48 dead in 2 days of Sudan paramilitary attacks on Darfur city, doctor says
September 29, 2024
Two days of attacks by Sudanese paramilitaries on the of El Fasher killed 48 people, a medical source told AFP on Friday, after world leaders appealed for an end to the country's suffering.
Artillery fire from the Rapid Support Forces killed 30 people and wounded dozens on Friday, a medical source at El Fasher Teaching Hospital told AFP, as the paramilitaries and regular army vie for control of the North Darfur state capital.
The shelling comes a day after an assault on a market brought "18 dead to the hospital" on Thursday, "some of them burned and others killed by shrapnel," the source said, requesting anonymity for their protection in light of repeated attacks on health workers and hospitals.
The plight of Sudan, and El Fasher in particular, has been under discussion this week at the U.N. General Assembly in New York after 17 months of devastating fighting between the RSF and the regular army.
"We must compel the warring parties to accept humanitarian pauses in El Fasher, Khartoum and other highly vulnerable areas," the U.S. ambassador to the United Nations, Linda Thomas-Greenfield, said Wednesday.
The Teaching Hospital is one of the last still receiving patients in El Fasher, where reports of a "full-scale assault" by RSF last weekend led U.N. chief Antonio Guterres to call for an urgent cease-fire.
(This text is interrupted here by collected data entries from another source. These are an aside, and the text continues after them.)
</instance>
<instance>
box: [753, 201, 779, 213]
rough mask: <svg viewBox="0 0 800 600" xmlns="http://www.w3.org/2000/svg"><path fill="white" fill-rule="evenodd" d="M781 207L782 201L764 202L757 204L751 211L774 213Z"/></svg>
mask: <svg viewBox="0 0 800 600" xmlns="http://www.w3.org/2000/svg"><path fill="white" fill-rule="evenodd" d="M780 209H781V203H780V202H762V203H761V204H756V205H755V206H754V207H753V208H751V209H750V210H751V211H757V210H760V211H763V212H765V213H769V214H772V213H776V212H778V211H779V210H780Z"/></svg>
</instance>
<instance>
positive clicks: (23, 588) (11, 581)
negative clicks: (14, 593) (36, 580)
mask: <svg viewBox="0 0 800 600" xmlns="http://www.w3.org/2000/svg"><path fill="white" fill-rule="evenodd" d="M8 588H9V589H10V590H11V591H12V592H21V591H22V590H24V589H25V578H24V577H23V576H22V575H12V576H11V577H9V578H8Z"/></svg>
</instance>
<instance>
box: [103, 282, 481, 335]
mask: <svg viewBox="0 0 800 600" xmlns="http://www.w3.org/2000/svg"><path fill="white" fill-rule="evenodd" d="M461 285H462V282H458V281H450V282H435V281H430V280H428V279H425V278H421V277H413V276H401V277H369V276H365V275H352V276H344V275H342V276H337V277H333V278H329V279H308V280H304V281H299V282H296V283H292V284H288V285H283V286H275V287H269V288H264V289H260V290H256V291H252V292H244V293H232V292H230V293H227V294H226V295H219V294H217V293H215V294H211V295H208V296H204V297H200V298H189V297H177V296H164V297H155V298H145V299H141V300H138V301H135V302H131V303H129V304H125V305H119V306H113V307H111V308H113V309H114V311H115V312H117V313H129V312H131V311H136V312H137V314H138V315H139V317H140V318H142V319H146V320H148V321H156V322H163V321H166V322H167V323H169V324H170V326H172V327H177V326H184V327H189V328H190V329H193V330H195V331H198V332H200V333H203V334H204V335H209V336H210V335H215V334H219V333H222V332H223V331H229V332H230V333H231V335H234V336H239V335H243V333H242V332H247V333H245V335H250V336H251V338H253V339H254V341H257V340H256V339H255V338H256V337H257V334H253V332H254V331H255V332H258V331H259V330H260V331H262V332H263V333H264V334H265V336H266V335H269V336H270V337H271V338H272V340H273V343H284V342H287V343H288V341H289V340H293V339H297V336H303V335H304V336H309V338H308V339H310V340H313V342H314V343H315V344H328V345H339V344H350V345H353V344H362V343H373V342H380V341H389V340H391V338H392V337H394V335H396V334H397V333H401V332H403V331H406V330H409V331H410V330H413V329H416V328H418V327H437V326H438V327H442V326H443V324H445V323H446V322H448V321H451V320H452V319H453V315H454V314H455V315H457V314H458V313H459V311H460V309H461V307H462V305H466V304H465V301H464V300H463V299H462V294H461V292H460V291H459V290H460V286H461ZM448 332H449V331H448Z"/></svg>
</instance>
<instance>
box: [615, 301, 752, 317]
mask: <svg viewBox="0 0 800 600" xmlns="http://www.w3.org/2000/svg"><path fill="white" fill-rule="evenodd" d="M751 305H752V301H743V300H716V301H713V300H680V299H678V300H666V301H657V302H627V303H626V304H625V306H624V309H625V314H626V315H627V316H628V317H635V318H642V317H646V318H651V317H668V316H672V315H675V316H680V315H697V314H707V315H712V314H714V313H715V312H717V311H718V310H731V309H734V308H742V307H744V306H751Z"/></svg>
The paramilitaries have besieged El Fasher since May, and famine has been declared in Zamzam refugee camp near the city of 2 million.
The war has killed tens of thousands of people. The World Health Organization has cited a toll of at least 20,000, but U.S. envoy Tom Perriello has said some estimates reach 150,000.
U.S. President Joe Biden, who raised particular concern over the assault on El Fasher, on Tuesday urged all countries to cut off weapons supplies to the country's warring generals, armed forces chief Abdel Fattah Burhan and RSF commander Mohamed Hamdan Dagalo.
"The world needs to stop arming the generals," Biden told the U.N. General Assembly.
On the sidelines of the U.N. talks, Guterres met with Burhan, expressing concern about escalation and the risk of "a regional spillover," the UN said.
Both sides have been repeatedly accused of war crimes.
The RSF, which has its origins in Darfur's notorious Arab tribal militias, the Janjaweed, has been specifically accused of crimes against humanity and ethnic cleansing.
Darfur, a region the size of France, is home to around a quarter of Sudan's population but more than half of its 10 million people are internally displaced.